Sei do meu cansaço, do quão ínfimo ele é. Basta colocá-lo frente a frente com o sofrimento de pessoas sem o privilégio de um abrigo adequado, de roupas aquecidas e adequadas para se protegerem do frio cortante, para ele ser motivo de chacota. O frio do outro é imponente, é maior, é gritante, mesmo sem voz. O frio do outro é a literal desproteção.

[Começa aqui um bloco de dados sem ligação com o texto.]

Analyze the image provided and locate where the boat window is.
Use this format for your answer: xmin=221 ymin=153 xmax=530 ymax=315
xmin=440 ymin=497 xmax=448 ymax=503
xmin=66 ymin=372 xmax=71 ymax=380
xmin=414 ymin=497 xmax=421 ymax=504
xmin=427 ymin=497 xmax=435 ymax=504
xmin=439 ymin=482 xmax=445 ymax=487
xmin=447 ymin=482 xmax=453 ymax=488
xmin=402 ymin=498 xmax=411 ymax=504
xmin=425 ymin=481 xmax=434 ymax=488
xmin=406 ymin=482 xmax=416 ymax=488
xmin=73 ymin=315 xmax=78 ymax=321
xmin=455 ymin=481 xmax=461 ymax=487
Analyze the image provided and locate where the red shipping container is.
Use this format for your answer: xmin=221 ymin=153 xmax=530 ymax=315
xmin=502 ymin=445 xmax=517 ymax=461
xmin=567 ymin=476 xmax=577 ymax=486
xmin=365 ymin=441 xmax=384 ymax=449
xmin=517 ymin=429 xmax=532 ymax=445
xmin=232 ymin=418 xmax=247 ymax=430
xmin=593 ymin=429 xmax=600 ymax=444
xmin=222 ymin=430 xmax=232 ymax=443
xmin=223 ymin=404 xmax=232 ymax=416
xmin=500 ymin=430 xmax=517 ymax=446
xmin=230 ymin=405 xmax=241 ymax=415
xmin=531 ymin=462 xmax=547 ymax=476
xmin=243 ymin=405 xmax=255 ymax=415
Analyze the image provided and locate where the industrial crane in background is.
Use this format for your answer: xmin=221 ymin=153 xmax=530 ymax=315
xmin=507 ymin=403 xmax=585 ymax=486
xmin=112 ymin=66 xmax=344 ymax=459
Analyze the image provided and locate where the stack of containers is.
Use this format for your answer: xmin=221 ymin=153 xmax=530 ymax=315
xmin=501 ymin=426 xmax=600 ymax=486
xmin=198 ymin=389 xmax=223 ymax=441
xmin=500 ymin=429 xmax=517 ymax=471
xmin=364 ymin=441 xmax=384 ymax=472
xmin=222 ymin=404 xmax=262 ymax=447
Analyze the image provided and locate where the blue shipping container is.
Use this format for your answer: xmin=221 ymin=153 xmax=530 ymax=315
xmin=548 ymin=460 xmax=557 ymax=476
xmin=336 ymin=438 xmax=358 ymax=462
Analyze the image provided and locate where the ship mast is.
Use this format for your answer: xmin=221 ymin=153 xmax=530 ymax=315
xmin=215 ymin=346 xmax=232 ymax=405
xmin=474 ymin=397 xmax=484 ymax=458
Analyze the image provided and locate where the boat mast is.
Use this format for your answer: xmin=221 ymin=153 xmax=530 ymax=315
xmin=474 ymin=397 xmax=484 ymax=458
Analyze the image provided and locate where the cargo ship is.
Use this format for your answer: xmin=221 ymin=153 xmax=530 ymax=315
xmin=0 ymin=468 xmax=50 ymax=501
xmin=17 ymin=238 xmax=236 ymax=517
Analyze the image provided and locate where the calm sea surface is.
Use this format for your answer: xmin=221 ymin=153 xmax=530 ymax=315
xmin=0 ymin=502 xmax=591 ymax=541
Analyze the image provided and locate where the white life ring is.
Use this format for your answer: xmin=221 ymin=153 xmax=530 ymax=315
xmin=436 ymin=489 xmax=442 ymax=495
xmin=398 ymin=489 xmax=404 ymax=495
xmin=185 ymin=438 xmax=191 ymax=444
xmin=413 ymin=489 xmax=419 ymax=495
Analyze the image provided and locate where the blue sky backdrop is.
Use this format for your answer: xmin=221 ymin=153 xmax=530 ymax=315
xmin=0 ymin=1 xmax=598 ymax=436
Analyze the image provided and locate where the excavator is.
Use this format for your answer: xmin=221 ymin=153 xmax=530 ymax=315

Falo sobre as pessoas moradoras do município de Caraá, no Litoral Norte, no enfrentamento do ciclone extratropical, falo das pessoas – são 16 mortes até hoje – que não poderão contar essa história porque não sobreviveram. A força da natureza destruiu moradias, arrastou sonhos e ceifou vidas. O frio é implacável para todos os homens e mulheres, em todas as circunstâncias. Mas há dores maiores.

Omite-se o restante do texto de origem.